Today is the day I make my irregular pilgrimage to the comic shop. It's been so long since I've last been that I'm expecting the usual scolding from the shop staff. "Where have you been ... your box is full ... we were thinking about canceling your sub ..."

It's funny to think that I'm 27 and have been reading comics since I was 11. That's 16 years of 4-color and black and white worlds -- Marvel, DC, Fantagraphics, Slave Labor, tons more. I remember my father telling me I was "too old" for comics when I was 11. If he was still alive, I wonder what he'd say to know that his adult son still reads stories about buff guys in tights who beat each other up. He'd probably not think too highly of it.
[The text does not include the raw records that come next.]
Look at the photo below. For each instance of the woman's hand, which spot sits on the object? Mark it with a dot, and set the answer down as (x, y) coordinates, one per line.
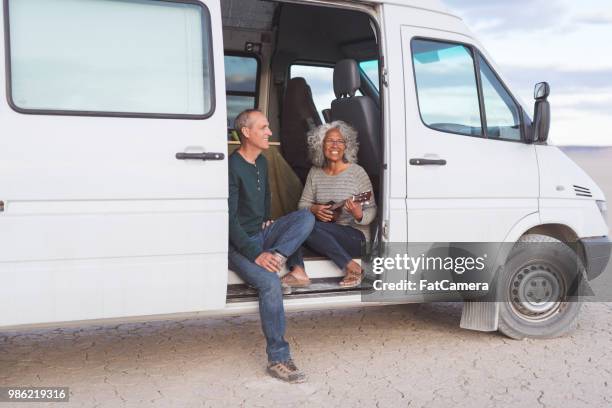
(268, 261)
(355, 209)
(322, 212)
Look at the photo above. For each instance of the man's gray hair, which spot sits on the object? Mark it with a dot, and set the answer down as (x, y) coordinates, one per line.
(243, 120)
(317, 136)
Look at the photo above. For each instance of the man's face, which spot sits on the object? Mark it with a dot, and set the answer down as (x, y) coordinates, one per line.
(258, 134)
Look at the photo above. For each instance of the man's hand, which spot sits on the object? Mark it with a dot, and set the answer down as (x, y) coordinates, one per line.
(322, 212)
(355, 209)
(268, 261)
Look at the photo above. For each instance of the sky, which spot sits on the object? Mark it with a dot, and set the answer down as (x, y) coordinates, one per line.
(567, 43)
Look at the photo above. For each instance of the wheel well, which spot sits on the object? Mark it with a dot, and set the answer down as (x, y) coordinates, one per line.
(564, 234)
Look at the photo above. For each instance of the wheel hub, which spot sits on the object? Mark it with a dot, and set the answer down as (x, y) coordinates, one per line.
(536, 291)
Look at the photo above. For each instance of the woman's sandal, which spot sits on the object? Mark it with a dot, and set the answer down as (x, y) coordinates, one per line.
(294, 282)
(352, 278)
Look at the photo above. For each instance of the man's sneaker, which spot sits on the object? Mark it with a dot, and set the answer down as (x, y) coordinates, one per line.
(282, 259)
(286, 371)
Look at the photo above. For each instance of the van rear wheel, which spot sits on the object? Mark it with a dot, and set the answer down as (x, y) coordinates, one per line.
(538, 288)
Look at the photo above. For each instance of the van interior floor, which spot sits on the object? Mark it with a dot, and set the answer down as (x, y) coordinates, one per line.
(318, 287)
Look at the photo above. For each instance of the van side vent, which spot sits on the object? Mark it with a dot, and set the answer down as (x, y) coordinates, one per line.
(582, 191)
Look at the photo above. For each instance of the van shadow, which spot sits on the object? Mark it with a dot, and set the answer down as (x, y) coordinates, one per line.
(211, 348)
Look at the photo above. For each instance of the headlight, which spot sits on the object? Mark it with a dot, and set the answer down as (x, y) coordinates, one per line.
(603, 208)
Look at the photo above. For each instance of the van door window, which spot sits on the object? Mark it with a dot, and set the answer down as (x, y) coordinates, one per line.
(370, 68)
(446, 87)
(110, 57)
(502, 113)
(241, 86)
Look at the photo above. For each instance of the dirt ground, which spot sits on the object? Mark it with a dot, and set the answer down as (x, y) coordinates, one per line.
(391, 356)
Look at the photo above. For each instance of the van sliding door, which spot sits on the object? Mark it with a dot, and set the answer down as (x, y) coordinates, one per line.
(100, 217)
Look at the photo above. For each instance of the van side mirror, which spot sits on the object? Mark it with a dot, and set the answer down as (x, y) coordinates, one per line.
(541, 112)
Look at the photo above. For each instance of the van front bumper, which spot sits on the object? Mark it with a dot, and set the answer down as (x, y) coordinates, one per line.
(597, 254)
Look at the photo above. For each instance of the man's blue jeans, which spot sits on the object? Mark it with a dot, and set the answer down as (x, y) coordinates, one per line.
(285, 235)
(340, 243)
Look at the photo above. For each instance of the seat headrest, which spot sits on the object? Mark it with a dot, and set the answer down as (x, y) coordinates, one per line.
(346, 78)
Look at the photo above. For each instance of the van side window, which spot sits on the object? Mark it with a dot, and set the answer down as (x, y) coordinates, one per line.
(321, 82)
(446, 87)
(241, 85)
(502, 113)
(139, 58)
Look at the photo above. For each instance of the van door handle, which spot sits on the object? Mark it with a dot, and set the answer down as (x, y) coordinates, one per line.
(200, 156)
(426, 162)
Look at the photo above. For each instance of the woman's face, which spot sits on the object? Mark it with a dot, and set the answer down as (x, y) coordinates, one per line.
(334, 145)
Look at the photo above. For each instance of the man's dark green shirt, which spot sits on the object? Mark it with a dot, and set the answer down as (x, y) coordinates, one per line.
(249, 202)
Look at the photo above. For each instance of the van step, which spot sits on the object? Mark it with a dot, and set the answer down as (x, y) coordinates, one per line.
(318, 286)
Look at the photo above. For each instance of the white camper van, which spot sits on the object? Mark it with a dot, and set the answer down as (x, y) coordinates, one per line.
(114, 138)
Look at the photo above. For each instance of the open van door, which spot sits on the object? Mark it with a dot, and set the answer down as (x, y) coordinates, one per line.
(113, 167)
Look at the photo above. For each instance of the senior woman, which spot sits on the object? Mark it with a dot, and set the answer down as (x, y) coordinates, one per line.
(336, 176)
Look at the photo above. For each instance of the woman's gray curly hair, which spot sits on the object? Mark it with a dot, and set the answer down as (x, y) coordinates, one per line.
(317, 136)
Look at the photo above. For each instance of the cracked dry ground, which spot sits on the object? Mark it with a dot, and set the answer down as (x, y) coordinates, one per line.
(408, 355)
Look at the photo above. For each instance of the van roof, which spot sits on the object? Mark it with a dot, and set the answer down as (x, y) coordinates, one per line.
(432, 5)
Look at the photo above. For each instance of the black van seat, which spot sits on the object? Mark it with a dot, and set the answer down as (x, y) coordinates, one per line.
(298, 117)
(361, 113)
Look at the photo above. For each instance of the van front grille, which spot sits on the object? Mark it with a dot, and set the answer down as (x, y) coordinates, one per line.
(582, 191)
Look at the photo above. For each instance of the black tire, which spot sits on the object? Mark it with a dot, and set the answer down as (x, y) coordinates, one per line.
(540, 262)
I don't know what compels me to read comics -- it's probably the confluence of serialized storytelling and collectibility. I'm a sucker for a cliffhanger and series of things. And since most comic series never end, collecting the entire series is a necessity.

As I don't have a car and live many miles from the nearest full service shop -- a great store in College Park, MD called "The Closet of Comics" -- going to the comic shop really is a pilgrimage. It entails hopping on the Metro for 30 minutes and then walking on foot for about another mile to the store. There's another store much closer to me in Georgetown, but it's not the same -- it concentrates on selling action figures, t-shirts, and statues. I've been going to the Closet since I was a freshman at the University of Maryland 10 years ago, and many of the people that worked there then still work there now. It would just be wrong not to go. It's worth the extra effort and lying to my boss that I have a Doctor's appointment to go there. I feel like I owe them my money.

1:58 ET -- only two minutes to go before I leave for my "appointment." Even at 27, I can't help but be a little excited about the prospect of a stack of fresh comics ready to be read. It's a strange feeling to describe to the uninitiated, but one I hope to enjoy for many more years to come.